Wednesday, 19 December 2018
Employment (Miscellaneous Provisions) Bill 2017: From the Seanad
The most interesting contribution so far has been made by Deputy Curran. Like Deputy Boyd Barrett, I heard the advertisements and thought it was great, as we were going to help to protect workers and provide reassurance. Deputy Curran implied it was part of an exercise to gauge the size and gravity of the problem, but the required response was not achieved. I am not surprised by the low level of response because there is no legislation in place to protect workers in bogus self-employment. They are not going to commit suicide by declaring bogus self-employment when we are not protecting them. Are we putting the cart before the horse? That is a strong argument in favour of passing this provision, with the rest of the legislation, or at least giving us the right to vote on it. There can be as many advertisements as we like on television and radio, but they will not protect workers. We need provisions in legislation. Reading through this provision, it sets out penalties for forcing bogus self-employment on somebody and who is an employee and a self-employed person. It is perfectly sensible and not rocket science. I look forward to hearing from the Minister what exactly she objects to.
The committee scrutinised departmental officials on this issue. Once upon a time, when I worked for the Mandate trade union, we commented that there were more dog wardens in the country than labour inspectors. We believed there was a low level of oversight of employers and how they behaved. It was very difficult to win cases in what was then the Labour Relations Commission under employment legislation. Such legislation is weak in this country and not as robust as it is elsewhere in Europe, for example. The best people to ask are Ryanair workers. One of the highlights for all of us in 2018, in addition to repealing the eighth amendment, was the other "R" - Ryanair. Success was achieved across Europe in forcing an intransigent boss who had never had anything to do with unions - he might call them commies living in Stalinist times - to deal with them. Therefore, the first people who could tell us what it is like to be in bogus self-employment are pilots in Ryanair. Many of them have been subject to criminal charges in other countries because of the bogus nature of their employment with that company.

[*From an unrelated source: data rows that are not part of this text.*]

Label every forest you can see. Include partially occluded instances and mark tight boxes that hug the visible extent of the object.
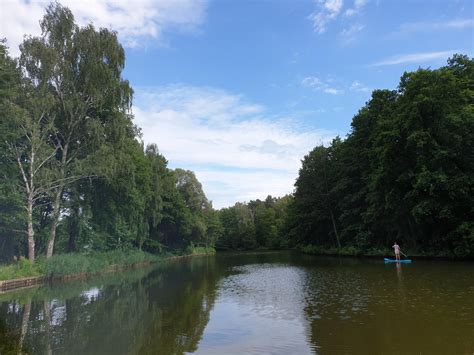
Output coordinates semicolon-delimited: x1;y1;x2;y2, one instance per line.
0;4;474;272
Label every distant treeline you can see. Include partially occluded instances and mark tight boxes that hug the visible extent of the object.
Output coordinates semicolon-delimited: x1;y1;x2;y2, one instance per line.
0;3;221;261
0;3;474;261
288;55;474;257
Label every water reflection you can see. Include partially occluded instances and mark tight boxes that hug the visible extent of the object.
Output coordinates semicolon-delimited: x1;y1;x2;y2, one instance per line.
0;253;474;355
0;258;221;354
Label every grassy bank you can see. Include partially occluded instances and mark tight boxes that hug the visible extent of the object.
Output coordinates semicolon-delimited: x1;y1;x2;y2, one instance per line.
296;245;471;260
0;246;215;280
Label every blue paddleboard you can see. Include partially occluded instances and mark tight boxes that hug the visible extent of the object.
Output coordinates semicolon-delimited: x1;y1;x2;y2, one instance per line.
383;258;411;263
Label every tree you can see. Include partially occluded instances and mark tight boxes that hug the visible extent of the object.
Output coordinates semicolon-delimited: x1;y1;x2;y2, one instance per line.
20;3;132;257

We must hear clearly what the Minister has to say. When we scrutinised the departmental officials, they acknowledged that their numbers had increased. They also acknowledged that they had no idea of the depth, size or prevalence of the problem of bogus self-employment. We asked if, when they visited sites, factories, shops, markets or companies that were delivering food, they looked at the books to see who was employed and what their conditions were. They do not do so; they just walk back out again. We could have found out such information, not with advertisements on radio but by utilising the expertise in the Department to gain that insight into this really despicable way of employing people. We must know how prevalent it is, but this provision does not fly in the face of that knowledge. It would help to protect workers and allow them to come forward and tell us what was happening, how it was happening and where.